Contrary to Smith's assertions, the trial court did not "blue pencil" that portion of the covenant prohibiting him from competing with HBT. The court did not find that the covenant was overbroad in protecting HBT's interest, and hence unreasonable, necessitating the application of the doctrine. More importantly, the blue pencil theory of severability is not applicable to covenants ancillary to employment contracts. Roberts v. Tifton Medical Clinic, 206 Ga. App. 612, 615 (426 SE2d 188) (1992).

3. Next, Smith maintains that the trial court erred in failing to declare the territorial restriction in the agreement unreasonable. We disagree.

"In construing a territorial restriction, we recognize that the reasonableness of the restriction is more dependent upon the facts and circumstances surrounding the case than on the geographic size of the territory. [Cits.]" Mouyal, supra at 465-466. In the present case, the territorial restriction is expressed both in geographic location and by describing a limited number of customers provided to Smith in the materials furnished to him by HBT. See id. This covenant provided Smith with adequate notice of the scope of the prohibitive conduct. See Hart v. Marion A. Allen, Inc., 211 Ga. App. 431 (440 SE2d 26) (1993). Consequently, we cannot say as a matter of law that the territorial restriction was unreasonable for the protection of HBT's interests in maintaining its customer relationships.

4. Lastly, Smith argues that the trial court erred in determining that the five-year prohibition provided in the contract was reasonable. However, the five-year duration provided in the covenant is definite and not limitless. Cf. ALW Marketing Corp. v. Hill, 205 Ga. App. 194 (422 SE2d 9) (1992).
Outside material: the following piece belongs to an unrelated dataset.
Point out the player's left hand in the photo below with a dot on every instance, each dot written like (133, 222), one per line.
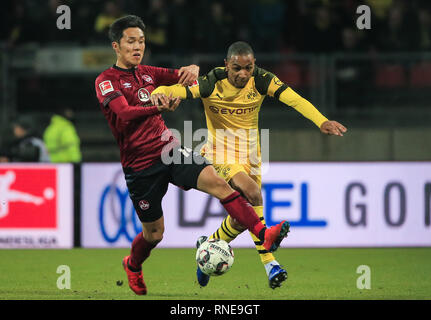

More recently, in Hart, supra, we held that a three-year time limitation in a covenant ancillary to an employment contract was not unreasonable as a matter of law. Considering the specialized nature of HBT's business and the fact that the covenant is sufficiently limited to apprise Smith of the prohibited conduct, the five-year time period provided in the contract is not unreasonable in protecting HBT's business interest. Consequently, the trial court did not err in enjoining Smith from engaging in the prohibited conduct.

Judgment affirmed. Birdsong, P. J., and Senior Appellate Judge Harold R. Banke concur.

NOTES

[1] On appeal, all of Smith's enumerated errors address paragraph nine of the contract not to compete.